Two hundred and forty years before Brexit, there was Amexit, also known as the American Revolution.
In terms of historical consequence, the Brexit vote and the American Revolution don’t occupy the same universes, but they are connected by a belief in popular sovereignty and a refusal to be governed by a remote authority with only an attenuated mechanism — if that — for representation.
In Brexit, the British people decided that their Parliament should trump the governing machinery of the EU, and in our Revolution we decided that our Colonial assemblies should trump the governing machinery of the British Empire. Both acts exhibited a punctiliousness about government by consent that struck critics as unreasonable and even dangerous.
The Revolution fed off popular passions that shocked and embarrassed some Colonial elites who were more cautious about separating from Britain, in an echo of the elite reaction to Brexit. John Adams pushed back against the “sneers and snubbs” directed at “the multitude, the million, the populace, the vulgar, the mob, the herd and the rabble, as the great always delight to call them.” (I’m in the debt of the magisterial new book “Toward Democracy,” for this and other quotes.)
If the pro-Brexit forces seem overly touchy about British sovereignty, consider the sensitivity of the architects of the American Revolution. They believed that if government merely has the leeway to rule arbitrarily, it is already tyrannical. It is necessary, Adams warned, to “nip the shoots of arbitrary power in the bud.”
The Founders sought to protect the bedrock principle that the people, again the words of Adams, are “the Source of all Authority and Original of all Power.” Alexander Hamilton wrote that “the only distinction between slavery and freedom” is whether man is governed either “by the will of another,” or “by the laws to which he has given his consent.”
By this standard, the case against the British Parliament was highly intuitive: Members of Parliament didn’t live in the Colonies, and the colonists didn’t elect them. If the arguments were often complex — could Parliament impose “external” taxes, but not “internal” ones? — the crux of the matter wasn’t. Benjamin Franklin wrote as early as 1768 that either “parliament has the right to make all laws for us,” or “it has the power to make no laws for us.”
When it came, the American Revolution was a very British affair. Its supporters cited British writers like John Locke and Algernon Sidney; long-standing liberties under the informal British constitution; and their own rights as Englishmen. “Perhaps there was never a people,” Samuel Adams wrote, “who discovered themselves more strongly attached to their natural and constitutional rights and liberties than the British Colonists on this American Continent.”
History didn’t come full circle, but it did look over its shoulder when a leading advocate of Brexit, the Tory politician Michael Gove, cited the American Revolution as inspiration for Britain’s separation from the EU.

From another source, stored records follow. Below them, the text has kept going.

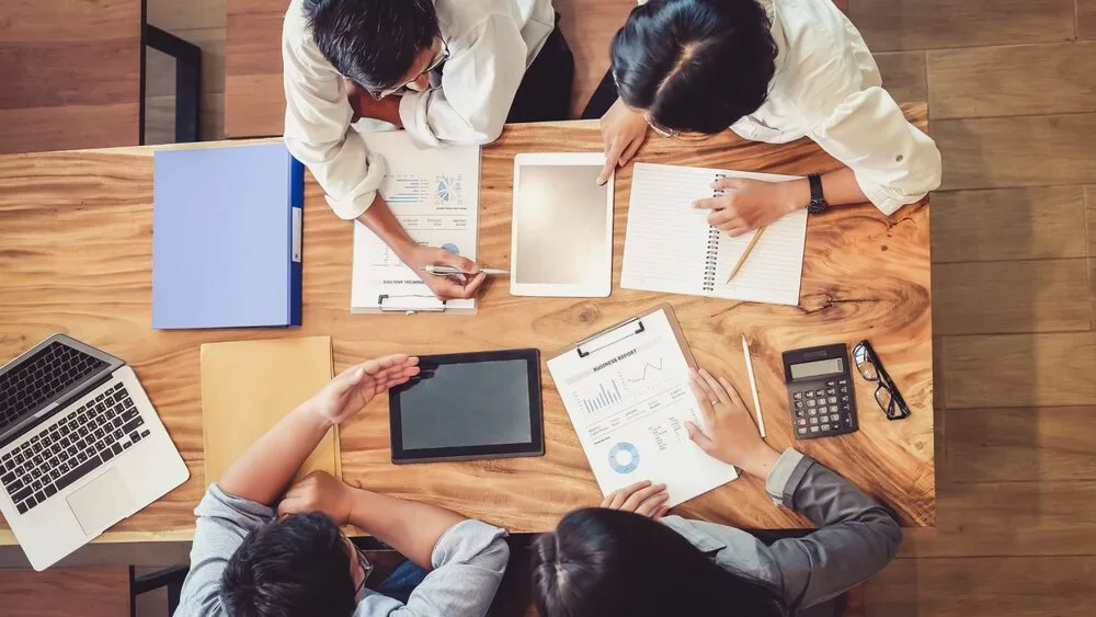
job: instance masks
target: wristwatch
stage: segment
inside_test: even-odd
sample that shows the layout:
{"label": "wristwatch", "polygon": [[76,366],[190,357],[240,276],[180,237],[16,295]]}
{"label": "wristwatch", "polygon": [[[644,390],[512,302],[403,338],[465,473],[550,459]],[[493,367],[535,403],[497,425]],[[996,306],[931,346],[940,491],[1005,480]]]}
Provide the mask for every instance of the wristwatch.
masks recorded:
{"label": "wristwatch", "polygon": [[825,195],[822,194],[822,175],[812,173],[807,176],[807,181],[811,184],[811,201],[807,204],[807,212],[822,214],[830,209],[830,204],[826,203]]}

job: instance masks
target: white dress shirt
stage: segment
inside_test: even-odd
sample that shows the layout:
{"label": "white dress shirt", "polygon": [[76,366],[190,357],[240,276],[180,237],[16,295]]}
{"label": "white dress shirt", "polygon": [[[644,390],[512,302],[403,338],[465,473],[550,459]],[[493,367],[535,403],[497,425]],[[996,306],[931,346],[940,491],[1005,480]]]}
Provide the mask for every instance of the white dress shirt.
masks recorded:
{"label": "white dress shirt", "polygon": [[[646,0],[640,0],[640,4]],[[760,0],[778,47],[768,100],[731,126],[745,139],[814,140],[893,214],[940,185],[940,151],[882,89],[864,37],[831,0]]]}
{"label": "white dress shirt", "polygon": [[[432,76],[436,88],[403,95],[403,127],[420,147],[493,141],[525,70],[555,28],[551,0],[434,0],[434,8],[449,59]],[[316,46],[304,0],[289,2],[282,60],[285,145],[316,176],[335,214],[357,218],[385,175],[383,161],[369,155],[357,133],[391,126],[351,125],[346,83]]]}

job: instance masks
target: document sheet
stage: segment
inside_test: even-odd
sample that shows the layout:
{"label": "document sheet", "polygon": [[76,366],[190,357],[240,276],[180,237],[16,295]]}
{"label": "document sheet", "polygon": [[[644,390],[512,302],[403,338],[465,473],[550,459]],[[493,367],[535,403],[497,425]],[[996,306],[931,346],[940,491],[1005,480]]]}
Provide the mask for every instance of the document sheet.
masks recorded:
{"label": "document sheet", "polygon": [[[380,195],[416,242],[476,260],[480,149],[458,146],[420,150],[402,130],[363,134],[369,152],[384,159]],[[471,312],[476,300],[442,304],[413,272],[361,222],[354,224],[351,312],[441,310]]]}
{"label": "document sheet", "polygon": [[688,437],[686,421],[705,423],[663,310],[549,359],[548,370],[603,494],[651,480],[666,484],[672,507],[738,477]]}

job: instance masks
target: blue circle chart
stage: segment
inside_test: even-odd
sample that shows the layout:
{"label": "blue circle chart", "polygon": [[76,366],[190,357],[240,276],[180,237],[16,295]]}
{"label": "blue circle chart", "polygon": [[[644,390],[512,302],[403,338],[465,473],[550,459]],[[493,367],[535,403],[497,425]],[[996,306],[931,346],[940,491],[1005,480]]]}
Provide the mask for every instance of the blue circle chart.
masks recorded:
{"label": "blue circle chart", "polygon": [[617,473],[631,473],[639,467],[639,448],[628,442],[613,446],[609,448],[609,467]]}

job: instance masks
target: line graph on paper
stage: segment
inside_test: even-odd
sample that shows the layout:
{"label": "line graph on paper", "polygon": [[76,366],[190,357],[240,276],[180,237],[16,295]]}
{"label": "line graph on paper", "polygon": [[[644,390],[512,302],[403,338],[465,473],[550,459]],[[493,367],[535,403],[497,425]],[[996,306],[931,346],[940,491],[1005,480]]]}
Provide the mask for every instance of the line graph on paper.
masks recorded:
{"label": "line graph on paper", "polygon": [[628,384],[642,384],[643,381],[647,381],[649,372],[651,373],[662,372],[662,364],[664,361],[665,358],[660,357],[658,362],[644,362],[641,373],[639,373],[638,375],[627,376],[624,378],[624,380]]}

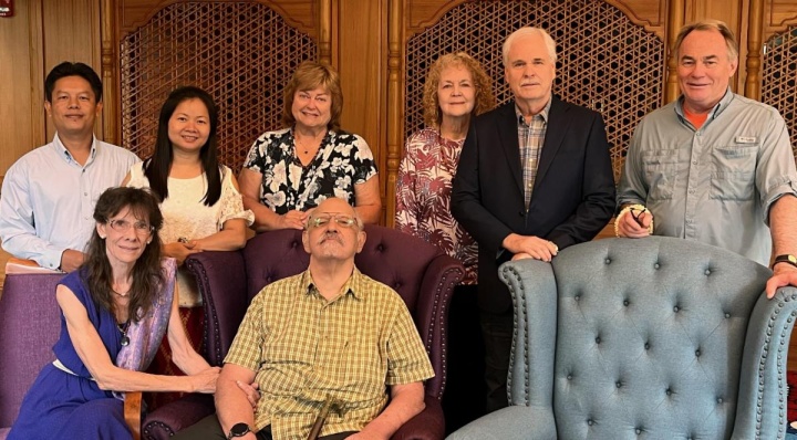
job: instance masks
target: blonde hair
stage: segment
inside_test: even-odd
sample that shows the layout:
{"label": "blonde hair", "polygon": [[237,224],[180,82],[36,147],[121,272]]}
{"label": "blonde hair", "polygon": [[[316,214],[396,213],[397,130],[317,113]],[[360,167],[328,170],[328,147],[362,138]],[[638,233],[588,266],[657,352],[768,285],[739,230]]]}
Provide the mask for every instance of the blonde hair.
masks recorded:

Of course, the circumstances are vastly different. The EU didn’t suspend the British Parliament. It isn’t sending a fearsome fleet across the Channel to crush all resistance and to hunt down Nigel Farage, leader of the U.K. Independence Party, and have him hanged (although some EU officials might harbor this fantasy). Britain obviously didn’t become a newly independent nation upon the passage of Brexit.
But the Brexit vote is a reminder that the threat to self-government never truly abates; it just takes different (and more or less benign or noxious) forms. This is why self-government always needs to be jealously and zealously guarded — something our forefathers understood and acted upon.
Levi Preston, a captain at the Battle of Concord, explained decades later why he had fought: “What we meant in going for those redcoats was this: We had always governed ourselves, and we always meant to. They didn’t mean we should.” It’s a sentiment as relevant now as it was more than 200 years ago — and will always remain so as long as men yearn to be free.